The Curious Effects of Gain settings

[Stub Mandrel]

This is partly me trying to understand this topic better...

It's interesting trying to decide what is the best gain setting to use for astrophotography.

Let's imagine a simple camera with a well depth of just 15 electrons and no noise.

This table shows the ADU value (analogue to digital convert unit) given for any number of electrons from 0 to 15 at different gain settings. It doesn't tell us much, but as we would expect more electrons means a higher reading.

Bear in mind the output is digital so 3 electrons times a gain of 1.5 = 6 as you would expect, but 3 time 0.5 is just 1, as you can't have 'half a bit' of output. This means that at a gain of 0.5 levels of 2 and 3 electrons are indistinguishable, giving an ouput of 1.

Let's look in closer detail. This table shows, the output at each gain setting for each number of electrons:

What is striking about this - several things!

Some assume gain less than 1 (e.g. 0.5) gives us more dynamic range - this is true if the full well capacity is greater than the resolution of the analogue to digital converter. In this example a gain of 0.5 would scale a range of 0-30 electrons to 0-15 ADU .

A gain of 2 'stretches' the data, but this just means that every other data value is missed, so you don't really gain anything.

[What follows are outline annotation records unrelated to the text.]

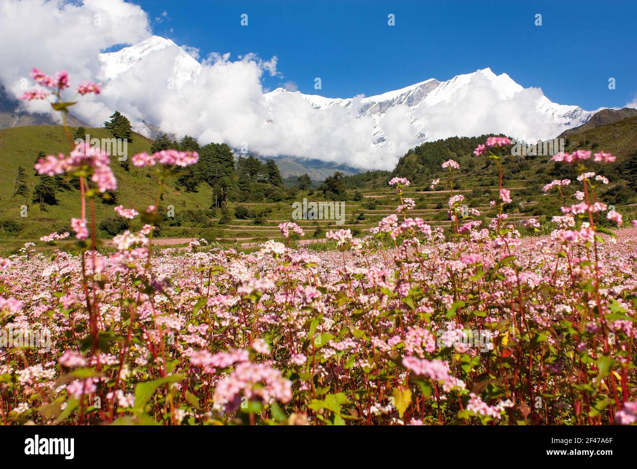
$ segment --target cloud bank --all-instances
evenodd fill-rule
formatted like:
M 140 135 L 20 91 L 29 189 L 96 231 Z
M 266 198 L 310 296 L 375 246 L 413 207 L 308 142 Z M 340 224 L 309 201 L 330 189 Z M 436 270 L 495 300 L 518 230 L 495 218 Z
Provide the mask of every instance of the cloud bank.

Most interesting are gains of 0.9 and 1.1 - close to unity gain but not quite equal to it. This creates  a number of 'bad steps'. In the case of 0.9 gain the values of 0 and 9 both get 'double data' which will create artificial 'peaks' in the histogram, while at 1.1 gain there is no output of 10 for any input value creating a gap.

With real cameras with several more bits these discontinuities will still exist. When stacking very faint images its possible that such discontinuities could be perpetuated, the masking effect of noise may compensate enough that we don't really notice the effect.

However, can we benefit in any way from using a gain other than 1?

Gains less than 1 make sense if we need to be able to capture bright objects. Using a gain of 0.5, 0.25 or 0.125 (for example) would avoid discontinuities in the resulting histogram, but with gains less than 1 we will always lose sensitivity to faint objects.

Gains of more than 1 will create the illusion of more sensitivity to faint signals, but with the cost of dynamic range and no real improvement in the data and the introduction to discontinuities in the histogram.

Real World Stuff

If the camera applies electronic gain before the A2D converter, then electronic noise will probably obscure any discontinuities, but any gains from 'dithering' the data in this way just reproduce what we do anyway with stacking.

With my ASI1600 I have been using a gain of 150 instead of 139 (which is the unity gain figure). When I take flats I see prominent, narrow, spikes across the historgram - these are artefacts caused by this mismatch.

This suggests the gain in the ASI cameras is digital and applied after the A2D conversion.

As we can apply the same mathematical transformations in post-processing, but always with the option of going back to the original data and trying a different set of options, it makes no sense to apply irreversible positive digital gain in this way.

Conclusions

For cameras with digital gain, it's best to use a gain of 1 adu:1e unless you need to get greater dynamic range, but with low noise CMOS cameras reducing exposure time is probably a better option. There's no real reason to use gain greater than 1 in order to preserve the maximum information in your RAW data.

For cameras with electronic gain before the analogue to digital converter (I think some CCD cameras are like this) are less likely to produce artefacts but a gain greater than 1 is still not going to produce greater sensitivity.